Either way, I like routine. I like structure :-)
It was a wonderful and amazing day.
The day off I had been anxiously on for weeks.
The kids went to school. The sun shone. And the snow glittered like diamonds.
I baked a cake for this weekend at work.
(More on that later :-)
I did a bit of cleaning and while I was cleaning I found the most delightful thing:
A bud on a hydrangea plant.
Last year someone dropped off a gorgeous hydrangea with a note and some money. The note said "I love you...lean on me. Love, Jesus."
I never knew who gave it to me.
I don't know if they know or just somehow knew that hydrangea's are my favorite.
I had it in the garage, but it was so cold in there, I brought it inside and put it on my window seat for some sunshine.
Today I noticed some buds.
Spring is coming!
Even if its inside my house.
It gave me hope that winter is not forever!
***
I finished a project that has been on my list for months (and months!)
It wasn't really a necessary project, but a fun one. One that I never felt was worth spending time on. But I let myself take the time today. And I LOVE how it turned out!
A long, long time ago, we bought fencing to build a fence. Well, like most things, Randy never got around to finishing it (or even starting it. hah). I didn't want to just throw it all away, so I saved some of the boards for some fun Pinterest projects to spark my imagination and create my own ideas.
I spray painted the boards (did that last fall when it was warm) and made them look beach worn. Not a solid/even spray. Today I finally took the time to sand them down and put them up. Add a few fun things and I have a new headboard.
I stuck the boards to the wall with 3M tacky stuff. Hoping it holds. If some boards seem to start slipping, I'll have to get out my hammer and nails. That's always an adventure.
I love the picture I have hanging. Many reasons why I want it right over my bed.
A good friend drew it for me to give to someone really struggling. I had to keep a copy and frame it for myself.
It is the second verse of 'The Solid Rock'. It was my dad's favorite hymn and was sang at his funeral. I chose it only because it was his favorite, only realizing years later how appropriate it was for that day.
When darkness seems to hide His face, I rest on His unchanging grace;
In every high and stormy gale, My anchor holds within the vale.
On Christ, the Solid Rock, I stand;
All other ground is sinking sand, All other ground is sinking sand!
***
I spent some time throughout the day sitting and sipping coffee. I spent time relishing the quiet. I needed this day. I had time for the pause that refreshes.
I walked to the school to get the kids. It was cold, but worth getting out in the sunshine. The snow glittered and the fresh air was refreshing.

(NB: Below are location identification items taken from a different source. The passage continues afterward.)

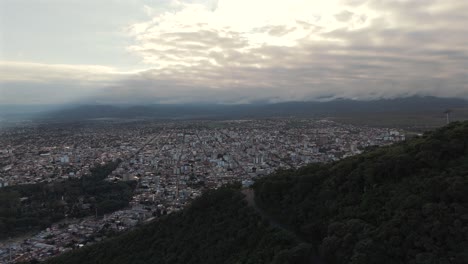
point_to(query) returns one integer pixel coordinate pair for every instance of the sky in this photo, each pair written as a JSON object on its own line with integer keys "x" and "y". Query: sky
{"x": 230, "y": 51}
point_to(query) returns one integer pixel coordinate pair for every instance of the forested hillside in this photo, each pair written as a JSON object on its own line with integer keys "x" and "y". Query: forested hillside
{"x": 406, "y": 203}
{"x": 216, "y": 228}
{"x": 26, "y": 208}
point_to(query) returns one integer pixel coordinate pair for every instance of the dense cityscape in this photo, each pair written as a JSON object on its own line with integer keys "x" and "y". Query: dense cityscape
{"x": 171, "y": 163}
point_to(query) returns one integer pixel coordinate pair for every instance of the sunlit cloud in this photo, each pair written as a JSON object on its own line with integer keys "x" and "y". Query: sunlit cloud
{"x": 240, "y": 51}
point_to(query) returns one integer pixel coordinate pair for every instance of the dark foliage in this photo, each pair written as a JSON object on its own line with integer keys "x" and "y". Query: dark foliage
{"x": 217, "y": 228}
{"x": 405, "y": 203}
{"x": 27, "y": 207}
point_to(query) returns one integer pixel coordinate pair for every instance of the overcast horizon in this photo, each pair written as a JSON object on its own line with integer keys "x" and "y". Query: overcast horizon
{"x": 226, "y": 51}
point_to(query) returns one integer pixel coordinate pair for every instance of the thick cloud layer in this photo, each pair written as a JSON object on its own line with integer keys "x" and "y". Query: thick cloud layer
{"x": 244, "y": 51}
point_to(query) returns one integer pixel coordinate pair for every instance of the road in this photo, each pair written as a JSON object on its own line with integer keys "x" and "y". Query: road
{"x": 250, "y": 199}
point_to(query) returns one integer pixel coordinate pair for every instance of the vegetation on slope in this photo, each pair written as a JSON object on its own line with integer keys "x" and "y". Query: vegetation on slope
{"x": 28, "y": 207}
{"x": 405, "y": 203}
{"x": 217, "y": 228}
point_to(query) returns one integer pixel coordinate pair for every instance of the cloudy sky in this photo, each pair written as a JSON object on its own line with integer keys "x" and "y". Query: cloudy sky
{"x": 230, "y": 51}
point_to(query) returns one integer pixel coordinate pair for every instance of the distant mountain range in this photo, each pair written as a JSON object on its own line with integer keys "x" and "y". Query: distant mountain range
{"x": 218, "y": 111}
{"x": 404, "y": 203}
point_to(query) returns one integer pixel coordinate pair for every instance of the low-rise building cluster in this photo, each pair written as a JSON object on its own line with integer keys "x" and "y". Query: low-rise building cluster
{"x": 172, "y": 162}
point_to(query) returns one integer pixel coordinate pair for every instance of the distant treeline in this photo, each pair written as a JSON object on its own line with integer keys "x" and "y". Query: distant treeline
{"x": 217, "y": 228}
{"x": 405, "y": 203}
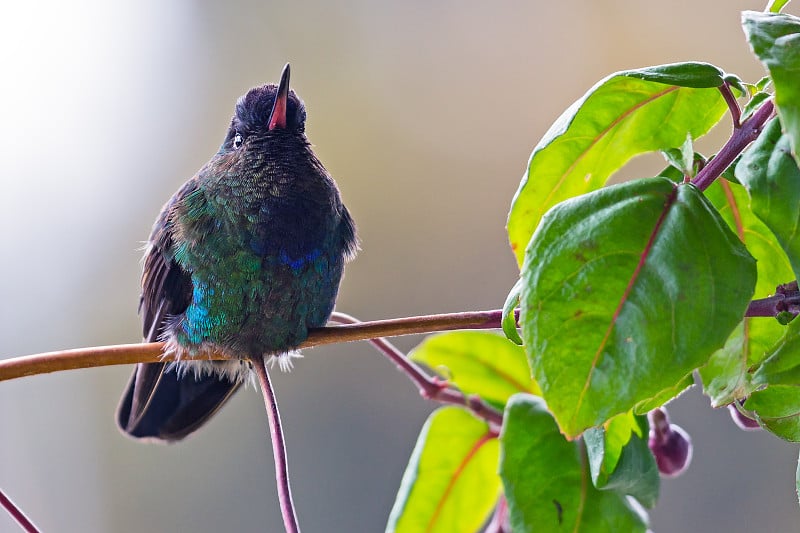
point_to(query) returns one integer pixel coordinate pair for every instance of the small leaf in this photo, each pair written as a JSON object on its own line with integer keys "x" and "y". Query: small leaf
{"x": 451, "y": 481}
{"x": 626, "y": 114}
{"x": 775, "y": 6}
{"x": 615, "y": 283}
{"x": 754, "y": 103}
{"x": 775, "y": 40}
{"x": 682, "y": 158}
{"x": 726, "y": 376}
{"x": 693, "y": 74}
{"x": 772, "y": 178}
{"x": 478, "y": 362}
{"x": 546, "y": 478}
{"x": 620, "y": 459}
{"x": 777, "y": 409}
{"x": 736, "y": 83}
{"x": 797, "y": 481}
{"x": 645, "y": 406}
{"x": 509, "y": 321}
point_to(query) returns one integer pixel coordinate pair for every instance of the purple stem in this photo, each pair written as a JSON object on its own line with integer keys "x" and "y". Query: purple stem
{"x": 17, "y": 514}
{"x": 278, "y": 448}
{"x": 430, "y": 388}
{"x": 746, "y": 133}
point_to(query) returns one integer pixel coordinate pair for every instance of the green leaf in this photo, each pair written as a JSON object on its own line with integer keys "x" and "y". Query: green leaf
{"x": 682, "y": 158}
{"x": 797, "y": 480}
{"x": 775, "y": 40}
{"x": 546, "y": 478}
{"x": 451, "y": 482}
{"x": 626, "y": 291}
{"x": 620, "y": 459}
{"x": 777, "y": 409}
{"x": 772, "y": 178}
{"x": 645, "y": 406}
{"x": 693, "y": 74}
{"x": 736, "y": 83}
{"x": 775, "y": 6}
{"x": 626, "y": 114}
{"x": 478, "y": 362}
{"x": 509, "y": 321}
{"x": 726, "y": 377}
{"x": 754, "y": 103}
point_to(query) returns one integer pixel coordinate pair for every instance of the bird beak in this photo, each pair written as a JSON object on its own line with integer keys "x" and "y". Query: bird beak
{"x": 277, "y": 118}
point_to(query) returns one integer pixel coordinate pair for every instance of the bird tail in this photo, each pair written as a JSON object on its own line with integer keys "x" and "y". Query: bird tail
{"x": 163, "y": 404}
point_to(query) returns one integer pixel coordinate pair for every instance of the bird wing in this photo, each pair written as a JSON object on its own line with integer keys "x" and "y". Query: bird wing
{"x": 160, "y": 403}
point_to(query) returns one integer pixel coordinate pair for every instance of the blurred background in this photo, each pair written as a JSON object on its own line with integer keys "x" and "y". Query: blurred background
{"x": 426, "y": 113}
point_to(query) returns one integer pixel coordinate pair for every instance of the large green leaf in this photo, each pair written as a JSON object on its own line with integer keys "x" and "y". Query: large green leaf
{"x": 451, "y": 482}
{"x": 726, "y": 376}
{"x": 478, "y": 362}
{"x": 620, "y": 459}
{"x": 626, "y": 114}
{"x": 626, "y": 290}
{"x": 772, "y": 178}
{"x": 547, "y": 479}
{"x": 775, "y": 40}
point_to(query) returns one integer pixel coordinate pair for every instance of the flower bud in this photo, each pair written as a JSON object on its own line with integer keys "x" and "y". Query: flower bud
{"x": 670, "y": 444}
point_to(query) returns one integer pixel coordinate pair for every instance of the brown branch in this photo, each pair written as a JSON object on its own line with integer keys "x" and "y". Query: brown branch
{"x": 278, "y": 447}
{"x": 16, "y": 513}
{"x": 127, "y": 354}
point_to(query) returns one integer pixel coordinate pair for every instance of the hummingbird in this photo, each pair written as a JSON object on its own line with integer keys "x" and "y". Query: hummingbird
{"x": 243, "y": 259}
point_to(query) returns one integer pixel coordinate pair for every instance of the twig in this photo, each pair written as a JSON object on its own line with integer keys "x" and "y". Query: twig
{"x": 430, "y": 388}
{"x": 278, "y": 447}
{"x": 127, "y": 354}
{"x": 742, "y": 136}
{"x": 17, "y": 514}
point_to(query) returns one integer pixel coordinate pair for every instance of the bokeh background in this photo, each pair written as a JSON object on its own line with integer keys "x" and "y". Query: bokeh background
{"x": 426, "y": 113}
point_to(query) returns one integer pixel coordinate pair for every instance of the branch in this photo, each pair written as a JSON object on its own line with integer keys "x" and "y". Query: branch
{"x": 785, "y": 300}
{"x": 742, "y": 136}
{"x": 278, "y": 447}
{"x": 128, "y": 354}
{"x": 17, "y": 514}
{"x": 430, "y": 388}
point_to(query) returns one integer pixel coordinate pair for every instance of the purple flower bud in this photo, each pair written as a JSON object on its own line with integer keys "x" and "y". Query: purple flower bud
{"x": 743, "y": 421}
{"x": 670, "y": 444}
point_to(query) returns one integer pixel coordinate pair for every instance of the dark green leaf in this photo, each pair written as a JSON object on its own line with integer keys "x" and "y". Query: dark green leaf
{"x": 509, "y": 321}
{"x": 546, "y": 478}
{"x": 777, "y": 409}
{"x": 772, "y": 178}
{"x": 726, "y": 376}
{"x": 624, "y": 115}
{"x": 478, "y": 362}
{"x": 775, "y": 40}
{"x": 754, "y": 103}
{"x": 620, "y": 460}
{"x": 626, "y": 291}
{"x": 451, "y": 482}
{"x": 645, "y": 406}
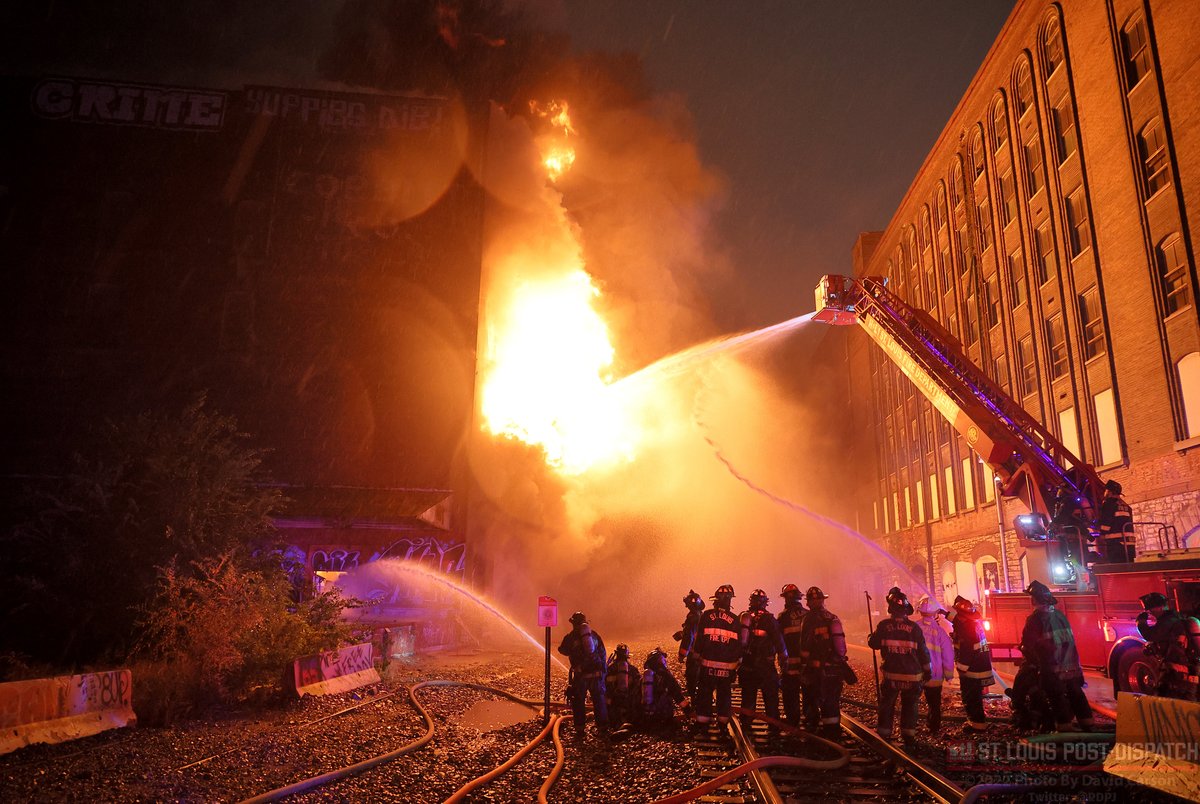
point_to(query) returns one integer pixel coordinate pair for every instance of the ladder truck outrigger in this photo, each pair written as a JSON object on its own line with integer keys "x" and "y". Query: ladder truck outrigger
{"x": 1061, "y": 491}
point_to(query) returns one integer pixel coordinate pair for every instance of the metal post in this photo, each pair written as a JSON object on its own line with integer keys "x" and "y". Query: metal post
{"x": 875, "y": 659}
{"x": 545, "y": 718}
{"x": 1000, "y": 519}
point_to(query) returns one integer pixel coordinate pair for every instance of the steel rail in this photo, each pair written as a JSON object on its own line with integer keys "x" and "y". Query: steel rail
{"x": 928, "y": 779}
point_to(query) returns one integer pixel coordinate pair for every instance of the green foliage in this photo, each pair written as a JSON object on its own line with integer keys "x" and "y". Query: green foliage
{"x": 151, "y": 491}
{"x": 227, "y": 633}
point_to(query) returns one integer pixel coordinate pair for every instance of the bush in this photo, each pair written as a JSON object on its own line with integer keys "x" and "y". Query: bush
{"x": 225, "y": 634}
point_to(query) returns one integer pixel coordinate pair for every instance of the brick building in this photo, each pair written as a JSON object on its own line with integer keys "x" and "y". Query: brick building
{"x": 1050, "y": 231}
{"x": 307, "y": 258}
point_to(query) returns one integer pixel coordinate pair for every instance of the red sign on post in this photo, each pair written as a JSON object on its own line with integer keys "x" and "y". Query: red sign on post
{"x": 547, "y": 611}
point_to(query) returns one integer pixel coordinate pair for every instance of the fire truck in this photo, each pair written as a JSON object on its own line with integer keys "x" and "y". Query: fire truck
{"x": 1059, "y": 492}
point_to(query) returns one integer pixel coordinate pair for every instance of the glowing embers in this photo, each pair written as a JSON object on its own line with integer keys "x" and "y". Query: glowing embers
{"x": 557, "y": 156}
{"x": 549, "y": 382}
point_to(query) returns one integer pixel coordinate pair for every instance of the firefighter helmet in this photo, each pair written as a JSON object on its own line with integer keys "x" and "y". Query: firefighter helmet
{"x": 898, "y": 601}
{"x": 1153, "y": 600}
{"x": 1041, "y": 593}
{"x": 964, "y": 606}
{"x": 655, "y": 660}
{"x": 927, "y": 606}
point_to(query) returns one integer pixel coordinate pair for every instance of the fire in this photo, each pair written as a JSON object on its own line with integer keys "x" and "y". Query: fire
{"x": 549, "y": 372}
{"x": 550, "y": 382}
{"x": 557, "y": 155}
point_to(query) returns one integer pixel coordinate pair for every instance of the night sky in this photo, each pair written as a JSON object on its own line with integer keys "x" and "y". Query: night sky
{"x": 819, "y": 114}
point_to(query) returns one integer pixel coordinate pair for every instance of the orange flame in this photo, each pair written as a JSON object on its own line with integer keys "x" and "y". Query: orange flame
{"x": 549, "y": 352}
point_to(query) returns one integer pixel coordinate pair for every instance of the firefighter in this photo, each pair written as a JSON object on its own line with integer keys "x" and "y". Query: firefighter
{"x": 622, "y": 687}
{"x": 687, "y": 639}
{"x": 587, "y": 676}
{"x": 660, "y": 690}
{"x": 972, "y": 658}
{"x": 1115, "y": 517}
{"x": 1049, "y": 643}
{"x": 762, "y": 642}
{"x": 823, "y": 654}
{"x": 1175, "y": 639}
{"x": 718, "y": 642}
{"x": 1031, "y": 707}
{"x": 941, "y": 659}
{"x": 905, "y": 666}
{"x": 790, "y": 624}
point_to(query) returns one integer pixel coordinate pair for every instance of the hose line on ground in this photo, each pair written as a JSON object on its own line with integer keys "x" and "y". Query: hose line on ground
{"x": 841, "y": 761}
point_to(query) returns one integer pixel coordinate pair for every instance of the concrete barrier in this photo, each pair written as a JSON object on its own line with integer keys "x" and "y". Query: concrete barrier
{"x": 64, "y": 708}
{"x": 335, "y": 671}
{"x": 1158, "y": 744}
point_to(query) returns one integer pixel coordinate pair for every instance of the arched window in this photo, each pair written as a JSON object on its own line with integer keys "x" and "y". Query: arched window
{"x": 1053, "y": 47}
{"x": 1000, "y": 123}
{"x": 1189, "y": 385}
{"x": 1135, "y": 51}
{"x": 1152, "y": 148}
{"x": 1024, "y": 88}
{"x": 1173, "y": 274}
{"x": 978, "y": 161}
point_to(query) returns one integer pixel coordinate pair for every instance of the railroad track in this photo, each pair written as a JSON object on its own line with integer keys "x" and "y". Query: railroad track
{"x": 875, "y": 771}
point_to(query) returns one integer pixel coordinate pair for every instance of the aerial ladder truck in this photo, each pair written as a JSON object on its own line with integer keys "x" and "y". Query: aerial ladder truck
{"x": 1061, "y": 491}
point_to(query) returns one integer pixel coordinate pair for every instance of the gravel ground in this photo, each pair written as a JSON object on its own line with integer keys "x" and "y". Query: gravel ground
{"x": 233, "y": 756}
{"x": 239, "y": 755}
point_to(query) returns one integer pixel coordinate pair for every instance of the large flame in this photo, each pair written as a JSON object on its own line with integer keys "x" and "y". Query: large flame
{"x": 549, "y": 355}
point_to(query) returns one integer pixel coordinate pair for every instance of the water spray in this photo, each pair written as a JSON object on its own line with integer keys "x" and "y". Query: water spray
{"x": 429, "y": 575}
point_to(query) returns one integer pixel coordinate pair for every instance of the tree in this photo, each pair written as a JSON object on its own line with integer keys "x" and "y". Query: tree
{"x": 150, "y": 492}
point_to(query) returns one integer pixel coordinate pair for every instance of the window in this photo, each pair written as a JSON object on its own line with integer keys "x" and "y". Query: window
{"x": 951, "y": 497}
{"x": 1056, "y": 346}
{"x": 1008, "y": 198}
{"x": 1054, "y": 47}
{"x": 991, "y": 289}
{"x": 934, "y": 508}
{"x": 971, "y": 318}
{"x": 1135, "y": 51}
{"x": 1027, "y": 372}
{"x": 1173, "y": 274}
{"x": 977, "y": 157}
{"x": 1001, "y": 365}
{"x": 1066, "y": 137}
{"x": 1035, "y": 172}
{"x": 1155, "y": 173}
{"x": 1000, "y": 124}
{"x": 1024, "y": 89}
{"x": 1189, "y": 384}
{"x": 1047, "y": 263}
{"x": 1092, "y": 323}
{"x": 984, "y": 211}
{"x": 1077, "y": 221}
{"x": 1068, "y": 431}
{"x": 1017, "y": 279}
{"x": 1107, "y": 425}
{"x": 969, "y": 480}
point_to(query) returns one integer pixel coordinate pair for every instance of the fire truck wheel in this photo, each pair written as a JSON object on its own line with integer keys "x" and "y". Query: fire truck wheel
{"x": 1135, "y": 672}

This evening, I grabbed my phone to call my Grandma. Looking at it I realized I missed a call from work hours earlier. (I accidentally left it on vibrate...oops!) Not sure what they wanted, probably needed me to come in. I felt a twinge of guilt for not hearing my phone and then stopped myself.
Tomorrow is back to work. I work later on in the day, so I'll have a quiet morning to myself.
Tomorrow starts a hectic week. But that's okay. I'm ready for it. Today, I took time to breathe.